Freno a los incendios

Una vez más evidenciamos que es necesario tomar conciencia y evitar que el patrimonio forestal arda. Es urgente concentrarnos en temas tan fundamentales como la salud y no dispersar esfuerzos

Los incendios forestales continúan pese a la pandemia. Ayer se registró uno en la comunidad de Monte Cercado, donde se quemaron 35 hectáreas. La causa de éstos se concentra principalmente en los chaqueos, sin embargo, es sorprendente la falta de conciencia de algunos sectores.

Lo grave es que en estos tiempos es complicado acceder a equipos de bioseguridad, vehículos y combustible. Más aún, parece ser que esto poco importa a quienes deciden continuar con estas prácticas.

En la semana que terminó también se registró un incendio en la comunidad de Guerrahuayco. Éste se extendió a otras comunidades y quemó más de 10 hectáreas de pastizales.

De acuerdo a un comunicado del Gobierno Departamental de Tarija, se conoce que el fuego fue controlado tras un arduo trabajo coordinado entre comunarios de la zona, Bomberos de la Policía y Bomberos voluntarios Brasschat. Más aún, ‘¿Cuán complicado es efectuar estas tareas en plena pandemia?

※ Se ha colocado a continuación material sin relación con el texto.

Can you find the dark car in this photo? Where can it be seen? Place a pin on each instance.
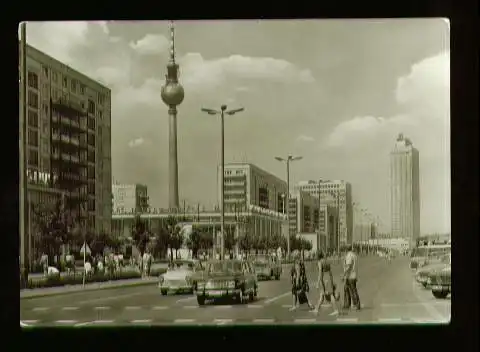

Según reportes nacionales en el país existen más incendios forestales que el año pasado y, “si la tendencia continúa, habrá una pandemia del fuego” que agravará la crisis económica y hará difícil sofocar los incendios. Así opina Pablo Solón, activista ecológico.

Según reportes nacionales en el país existen más incendios forestales que el año pasado

También se apunta que el 80% de las quemas a junio de 2020 fueron ilegales, mientras que el pasado año, al mes de agosto, el 97% también se produjeron sin autorización.

Sumado a ello se lamenta la reacción “tardía” de la Autoridad de Bosques y Tierras (ABT) del Ministerio de Medio Ambiente y Agua, que el pasado 3 de agosto emitió la Resolución Administrativa 149/2020 de paralización temporal de autorizaciones y ejecución de quemas en Santa Cruz y Beni.

“Se trata de una norma temporal que en el fondo no ataca el origen legal y estructural que origina los incendios”, aseguran los expertos.

Sumado a ello Solón asegura que “no se abrogaron las leyes y decretos que alientan e incentivan los incendios —con multas ridículas y perdonazos—, pero además no se incide en las causas estructurales que los provocan: ganadería y soya transgénica”.

Con datos de la ABT, los incendios forestales consumieron alrededor de 5,3 millones de hectáreas en Bolivia durante 2019. El 70% de las hectáreas afectadas por el fuego en agosto y octubre del pasado año corresponden a la Chiquitanía, provocando que se declare emergencia nacional por la magnitud de las llamas.

A esto agregamos que el reporte del Centro de Planificación Territorial Autonómica (CPTA) dependiente del Centro de Estudios Jurídicos e Investigación Social (Cejis) es preocupante. La investigación menciona que durante julio, Bolivia registró 21.705 focos de calor acumulados, cifra que triplica a los 7.199 que se registraron en junio. Además, el incremento se dio especialmente en los departamentos de Santa Cruz, Beni, La Paz y Cochabamba.

Una vez más evidenciamos que es necesario tomar conciencia y evitar que el patrimonio forestal arda. Es urgente concentrarnos en temas tan fundamentales como la salud y no dispersar esfuerzos.